Test Scorer

A lightweight, portable way to distinguish between deterministic success, deterministic failure, and non-deterministic failure when running automated tests.

What is Test Scorer?

test-scorer helps you to identify which of your unit tests and/or acceptance tests are consistently failing, and which are inconsistently failing. Non-deterministic automated tests have an insidious impact on teams, best described by Martin Fowler in Eradicating Non-Determinism in Tests. While some open-source build servers have test report plugins that show at a glance which particular tests have been failing for the past n builds, there is rarely a test-centric perspective available that ranks the deterministic and non-deterministic failures worthy of your precious time.

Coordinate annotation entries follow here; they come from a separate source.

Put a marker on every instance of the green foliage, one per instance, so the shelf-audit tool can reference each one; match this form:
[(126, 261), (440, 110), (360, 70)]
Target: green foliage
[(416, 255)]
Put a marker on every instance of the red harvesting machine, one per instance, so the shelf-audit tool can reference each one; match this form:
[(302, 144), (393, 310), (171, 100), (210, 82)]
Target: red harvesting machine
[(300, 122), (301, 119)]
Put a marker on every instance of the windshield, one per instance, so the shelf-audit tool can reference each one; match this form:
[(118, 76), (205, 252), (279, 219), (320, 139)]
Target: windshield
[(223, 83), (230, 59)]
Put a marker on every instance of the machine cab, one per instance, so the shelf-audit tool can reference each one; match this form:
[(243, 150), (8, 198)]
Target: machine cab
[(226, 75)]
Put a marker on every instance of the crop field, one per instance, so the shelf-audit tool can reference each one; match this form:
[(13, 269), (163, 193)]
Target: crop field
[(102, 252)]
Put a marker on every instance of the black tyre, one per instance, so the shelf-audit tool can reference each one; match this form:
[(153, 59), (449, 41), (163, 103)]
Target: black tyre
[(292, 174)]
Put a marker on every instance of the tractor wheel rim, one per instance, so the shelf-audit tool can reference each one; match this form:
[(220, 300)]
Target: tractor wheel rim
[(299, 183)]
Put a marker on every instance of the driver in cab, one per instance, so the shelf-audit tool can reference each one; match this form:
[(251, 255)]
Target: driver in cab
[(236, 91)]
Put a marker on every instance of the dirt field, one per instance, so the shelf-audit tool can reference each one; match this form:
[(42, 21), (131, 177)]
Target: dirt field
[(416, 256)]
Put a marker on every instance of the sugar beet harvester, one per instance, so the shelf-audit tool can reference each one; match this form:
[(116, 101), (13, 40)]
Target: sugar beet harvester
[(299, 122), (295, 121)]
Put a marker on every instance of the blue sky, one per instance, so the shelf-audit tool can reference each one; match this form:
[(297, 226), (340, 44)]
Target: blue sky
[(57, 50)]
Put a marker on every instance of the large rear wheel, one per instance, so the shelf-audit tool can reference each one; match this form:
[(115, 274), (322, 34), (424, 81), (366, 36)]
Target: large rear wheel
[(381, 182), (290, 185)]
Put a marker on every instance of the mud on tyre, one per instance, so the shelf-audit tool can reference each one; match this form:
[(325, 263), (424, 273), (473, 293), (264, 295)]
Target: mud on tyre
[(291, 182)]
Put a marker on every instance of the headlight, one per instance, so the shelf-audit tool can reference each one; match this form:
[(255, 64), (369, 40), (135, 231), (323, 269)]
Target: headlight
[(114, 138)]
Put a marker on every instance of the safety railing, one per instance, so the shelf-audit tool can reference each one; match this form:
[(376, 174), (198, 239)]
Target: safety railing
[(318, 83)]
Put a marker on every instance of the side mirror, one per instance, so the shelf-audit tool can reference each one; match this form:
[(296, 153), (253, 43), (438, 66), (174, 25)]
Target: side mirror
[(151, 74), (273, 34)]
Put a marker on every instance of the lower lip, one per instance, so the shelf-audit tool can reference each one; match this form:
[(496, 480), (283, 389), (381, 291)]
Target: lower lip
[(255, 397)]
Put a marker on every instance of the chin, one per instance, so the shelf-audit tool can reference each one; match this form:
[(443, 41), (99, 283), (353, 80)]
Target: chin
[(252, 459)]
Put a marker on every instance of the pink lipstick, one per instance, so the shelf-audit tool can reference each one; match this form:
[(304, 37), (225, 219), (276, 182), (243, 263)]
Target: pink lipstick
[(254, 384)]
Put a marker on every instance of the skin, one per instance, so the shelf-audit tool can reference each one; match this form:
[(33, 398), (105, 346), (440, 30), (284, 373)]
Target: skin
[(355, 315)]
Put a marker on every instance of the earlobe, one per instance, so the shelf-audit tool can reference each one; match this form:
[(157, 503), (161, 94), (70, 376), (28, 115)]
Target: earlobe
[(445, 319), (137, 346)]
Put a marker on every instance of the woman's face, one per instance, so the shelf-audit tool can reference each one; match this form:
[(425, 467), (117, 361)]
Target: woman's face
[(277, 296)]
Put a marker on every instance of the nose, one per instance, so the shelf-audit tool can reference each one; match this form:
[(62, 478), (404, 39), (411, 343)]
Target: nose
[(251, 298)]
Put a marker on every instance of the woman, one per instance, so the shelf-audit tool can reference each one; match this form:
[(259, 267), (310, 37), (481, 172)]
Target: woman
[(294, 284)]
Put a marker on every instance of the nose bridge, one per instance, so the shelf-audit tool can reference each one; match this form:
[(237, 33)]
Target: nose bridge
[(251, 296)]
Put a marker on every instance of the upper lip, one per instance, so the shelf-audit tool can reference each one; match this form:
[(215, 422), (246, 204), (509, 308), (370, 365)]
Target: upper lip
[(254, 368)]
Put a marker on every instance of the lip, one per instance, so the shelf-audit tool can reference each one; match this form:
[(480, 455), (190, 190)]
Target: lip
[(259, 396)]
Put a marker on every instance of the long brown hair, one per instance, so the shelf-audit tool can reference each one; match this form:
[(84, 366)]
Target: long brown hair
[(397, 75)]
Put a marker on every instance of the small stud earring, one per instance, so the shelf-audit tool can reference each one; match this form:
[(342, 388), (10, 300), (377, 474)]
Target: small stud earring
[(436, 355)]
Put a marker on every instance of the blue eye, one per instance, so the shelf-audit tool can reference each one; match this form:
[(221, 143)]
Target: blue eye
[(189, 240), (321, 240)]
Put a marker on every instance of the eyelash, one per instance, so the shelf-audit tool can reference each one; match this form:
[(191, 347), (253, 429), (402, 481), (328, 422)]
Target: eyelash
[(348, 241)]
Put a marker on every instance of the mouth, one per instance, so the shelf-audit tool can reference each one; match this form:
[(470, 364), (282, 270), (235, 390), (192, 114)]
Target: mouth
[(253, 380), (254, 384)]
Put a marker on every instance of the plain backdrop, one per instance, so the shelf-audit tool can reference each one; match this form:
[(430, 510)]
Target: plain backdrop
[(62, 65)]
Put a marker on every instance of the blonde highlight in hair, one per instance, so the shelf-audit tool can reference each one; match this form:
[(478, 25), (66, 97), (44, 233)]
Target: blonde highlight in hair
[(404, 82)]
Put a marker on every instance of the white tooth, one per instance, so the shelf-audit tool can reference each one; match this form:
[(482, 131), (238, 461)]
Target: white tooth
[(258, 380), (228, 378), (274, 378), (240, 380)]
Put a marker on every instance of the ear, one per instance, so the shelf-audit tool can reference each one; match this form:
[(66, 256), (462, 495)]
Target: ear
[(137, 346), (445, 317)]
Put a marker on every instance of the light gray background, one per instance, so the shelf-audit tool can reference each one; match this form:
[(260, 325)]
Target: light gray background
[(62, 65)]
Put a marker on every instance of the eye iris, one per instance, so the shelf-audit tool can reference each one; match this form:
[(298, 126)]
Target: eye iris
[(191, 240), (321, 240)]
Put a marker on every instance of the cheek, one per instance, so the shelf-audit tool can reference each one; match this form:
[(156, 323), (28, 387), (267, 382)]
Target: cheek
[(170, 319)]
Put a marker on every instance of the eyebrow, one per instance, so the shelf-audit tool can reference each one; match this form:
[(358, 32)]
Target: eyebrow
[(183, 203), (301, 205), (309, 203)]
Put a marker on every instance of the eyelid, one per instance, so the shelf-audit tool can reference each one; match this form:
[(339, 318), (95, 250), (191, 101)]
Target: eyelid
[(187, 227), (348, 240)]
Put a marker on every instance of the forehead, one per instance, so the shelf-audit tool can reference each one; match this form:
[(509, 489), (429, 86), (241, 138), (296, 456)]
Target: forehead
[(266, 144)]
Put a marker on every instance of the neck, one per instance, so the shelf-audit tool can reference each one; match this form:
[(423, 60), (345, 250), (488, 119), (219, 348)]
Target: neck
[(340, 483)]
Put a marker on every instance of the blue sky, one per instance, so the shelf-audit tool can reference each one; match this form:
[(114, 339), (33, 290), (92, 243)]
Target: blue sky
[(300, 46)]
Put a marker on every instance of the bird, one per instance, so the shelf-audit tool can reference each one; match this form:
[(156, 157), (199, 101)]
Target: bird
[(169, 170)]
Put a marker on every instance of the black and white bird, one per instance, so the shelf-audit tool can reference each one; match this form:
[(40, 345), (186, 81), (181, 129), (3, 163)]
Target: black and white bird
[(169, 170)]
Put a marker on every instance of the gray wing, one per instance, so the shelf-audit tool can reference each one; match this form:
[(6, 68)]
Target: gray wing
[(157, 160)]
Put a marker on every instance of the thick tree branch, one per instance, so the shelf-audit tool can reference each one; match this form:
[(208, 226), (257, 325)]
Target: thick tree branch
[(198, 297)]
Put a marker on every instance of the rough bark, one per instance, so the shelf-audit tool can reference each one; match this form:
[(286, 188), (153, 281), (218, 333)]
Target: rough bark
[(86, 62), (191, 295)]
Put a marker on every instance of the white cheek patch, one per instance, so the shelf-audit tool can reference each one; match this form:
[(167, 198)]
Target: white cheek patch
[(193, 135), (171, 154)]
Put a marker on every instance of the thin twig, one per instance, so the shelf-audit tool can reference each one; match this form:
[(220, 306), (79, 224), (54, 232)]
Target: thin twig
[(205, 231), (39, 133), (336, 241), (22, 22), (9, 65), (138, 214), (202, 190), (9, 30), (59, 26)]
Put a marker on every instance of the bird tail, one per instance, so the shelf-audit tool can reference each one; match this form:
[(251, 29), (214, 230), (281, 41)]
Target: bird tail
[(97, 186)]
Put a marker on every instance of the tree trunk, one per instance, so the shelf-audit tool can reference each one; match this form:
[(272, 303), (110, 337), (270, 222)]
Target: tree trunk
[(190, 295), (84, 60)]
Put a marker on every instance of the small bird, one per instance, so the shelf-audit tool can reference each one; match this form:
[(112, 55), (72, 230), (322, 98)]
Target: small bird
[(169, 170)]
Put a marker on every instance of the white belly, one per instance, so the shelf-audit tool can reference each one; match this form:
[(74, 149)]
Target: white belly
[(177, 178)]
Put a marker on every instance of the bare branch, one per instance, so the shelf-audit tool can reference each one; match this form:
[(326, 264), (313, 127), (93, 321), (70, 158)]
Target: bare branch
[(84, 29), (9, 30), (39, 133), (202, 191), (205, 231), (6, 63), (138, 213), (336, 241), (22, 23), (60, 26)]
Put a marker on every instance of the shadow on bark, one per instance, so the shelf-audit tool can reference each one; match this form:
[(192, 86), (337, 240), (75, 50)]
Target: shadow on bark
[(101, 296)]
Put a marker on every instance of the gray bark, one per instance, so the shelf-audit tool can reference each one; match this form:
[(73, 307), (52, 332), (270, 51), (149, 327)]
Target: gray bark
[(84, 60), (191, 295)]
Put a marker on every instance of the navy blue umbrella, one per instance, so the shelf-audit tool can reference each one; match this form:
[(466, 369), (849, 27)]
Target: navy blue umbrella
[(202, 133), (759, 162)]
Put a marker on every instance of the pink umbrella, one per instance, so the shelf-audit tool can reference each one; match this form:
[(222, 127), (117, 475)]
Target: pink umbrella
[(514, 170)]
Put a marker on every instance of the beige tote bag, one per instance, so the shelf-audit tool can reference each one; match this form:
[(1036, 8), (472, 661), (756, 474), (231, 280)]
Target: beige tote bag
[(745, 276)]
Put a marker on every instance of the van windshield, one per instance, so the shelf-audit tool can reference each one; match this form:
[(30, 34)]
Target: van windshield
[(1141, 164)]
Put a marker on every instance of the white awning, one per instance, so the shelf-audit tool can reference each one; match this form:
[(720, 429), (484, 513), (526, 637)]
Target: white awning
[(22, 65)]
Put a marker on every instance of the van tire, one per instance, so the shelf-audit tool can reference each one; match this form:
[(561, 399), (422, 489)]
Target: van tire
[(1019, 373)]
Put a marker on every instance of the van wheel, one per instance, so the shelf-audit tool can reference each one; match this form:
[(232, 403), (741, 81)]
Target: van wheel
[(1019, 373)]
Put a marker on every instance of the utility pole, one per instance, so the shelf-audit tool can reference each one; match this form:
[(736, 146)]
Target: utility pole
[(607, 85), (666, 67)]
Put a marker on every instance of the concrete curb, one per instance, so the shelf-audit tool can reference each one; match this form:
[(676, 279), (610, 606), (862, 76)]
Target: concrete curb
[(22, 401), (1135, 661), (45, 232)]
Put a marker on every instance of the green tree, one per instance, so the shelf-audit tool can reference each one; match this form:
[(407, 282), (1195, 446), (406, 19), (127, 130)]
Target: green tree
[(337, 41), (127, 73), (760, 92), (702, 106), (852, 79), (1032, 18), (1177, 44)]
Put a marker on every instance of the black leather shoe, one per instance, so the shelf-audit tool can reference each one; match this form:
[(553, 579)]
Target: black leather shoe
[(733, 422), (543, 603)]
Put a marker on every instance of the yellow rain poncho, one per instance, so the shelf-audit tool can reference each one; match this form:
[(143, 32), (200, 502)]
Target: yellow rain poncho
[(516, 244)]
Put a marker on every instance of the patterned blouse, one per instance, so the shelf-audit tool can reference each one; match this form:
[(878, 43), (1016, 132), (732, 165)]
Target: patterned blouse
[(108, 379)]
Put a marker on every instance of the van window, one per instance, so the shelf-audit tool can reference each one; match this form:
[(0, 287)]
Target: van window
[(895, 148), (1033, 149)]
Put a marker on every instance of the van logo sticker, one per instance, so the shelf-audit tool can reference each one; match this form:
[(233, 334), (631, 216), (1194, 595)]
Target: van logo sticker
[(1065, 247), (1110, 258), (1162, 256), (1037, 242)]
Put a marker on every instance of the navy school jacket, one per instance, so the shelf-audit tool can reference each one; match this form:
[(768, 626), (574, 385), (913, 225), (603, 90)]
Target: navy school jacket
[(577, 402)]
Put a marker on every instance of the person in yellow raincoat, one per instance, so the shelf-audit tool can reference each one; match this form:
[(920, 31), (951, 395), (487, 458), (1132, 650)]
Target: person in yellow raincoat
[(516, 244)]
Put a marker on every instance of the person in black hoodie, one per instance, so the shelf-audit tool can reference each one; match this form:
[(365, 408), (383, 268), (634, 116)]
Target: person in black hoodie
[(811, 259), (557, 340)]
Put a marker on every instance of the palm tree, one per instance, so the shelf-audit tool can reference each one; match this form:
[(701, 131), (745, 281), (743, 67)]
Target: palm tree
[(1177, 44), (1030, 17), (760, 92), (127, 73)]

How does Test Scorer work?

The idea is for test-scorer to work with data supplied by your build server - in any build server, in fact. If your build server has enough historical data in its build artifacts, a build job can be setup on a regular schedule to download the latest n test reports for a test suite of your choice and invoke test-scorer as you wish. Alternatively, a post-build hook could be added to the build server in order to push the latest test report to a closed-source microservice reliant ontest-scorer for test scores.

Dave Hounslow pithily decribed the algorithm used as "Last n builds, each test scores 1 for a failure, multiply by n for most recent build through 1 for oldest. Sum this. Sort descending". It works as follows:

If a test was successful, it has a score of 0
If a test was a failure, it has a score of 1 * (number of reports - recency of report)

For example, assume a test suite of 5 tests is run 10 times. The results sorted in order of recency would be:

Test	Results	Calculation	Score
1	FFFFFFFFFF	(1 * 10) + (1 * 9) + (1 * 8) + (1 * 7) + (1 * 6) + (1 * 5) + (1 * 4) + (1 * 3) + (1 * 2) + (1 * 1)	55
2	FFFFFSSSSS	(1 * 10) + (1 * 9) + (1 * 8) + (1 * 7) + (1 * 6) + 0 + 0 + 0 + 0 + 0	40
3	FSFSFSFSFS	(1 * 10) + 0 + (1 * 8) + 0 + (1 * 6) + 0 + (1 * 4) + 0 (1 * 2) + 0)	28
4	SSSSSFFFFF	0 + 0 + 0 + 0 + 0 + (1 * 5) + (1 * 4) + (1 * 3) + (1 * 2) + (1 * 1)	15
5	SSSSSSSSSS	0+0+0+0+0+0+0+0+0+0	0

Users of test-scorer are encouraged to write their own test report parsers and scored tests formatters, as they wish.

Where do I get Test Scorer?

At the moment, Test Scorer is built on Travis and published to Bintray.

How do I build Test Scorer?

To build test-scorer locally, clone the repository and run ./gradlew clean test on the command line. That will compile the code, run the tests, and create a release candidate.

Where did Test Scorer come from?

test-scorer is inspired by the closed-source AutoTrish tool built by LMAX c2009, which was an attempt to automate the hard work of Trisha Gee on intermittent acceptance tests. Dave Farley has described it in several public talks on Continuous Delivery at LMAX, including "The process, technology and practice of Continuous Delivery" at QCon London 2014.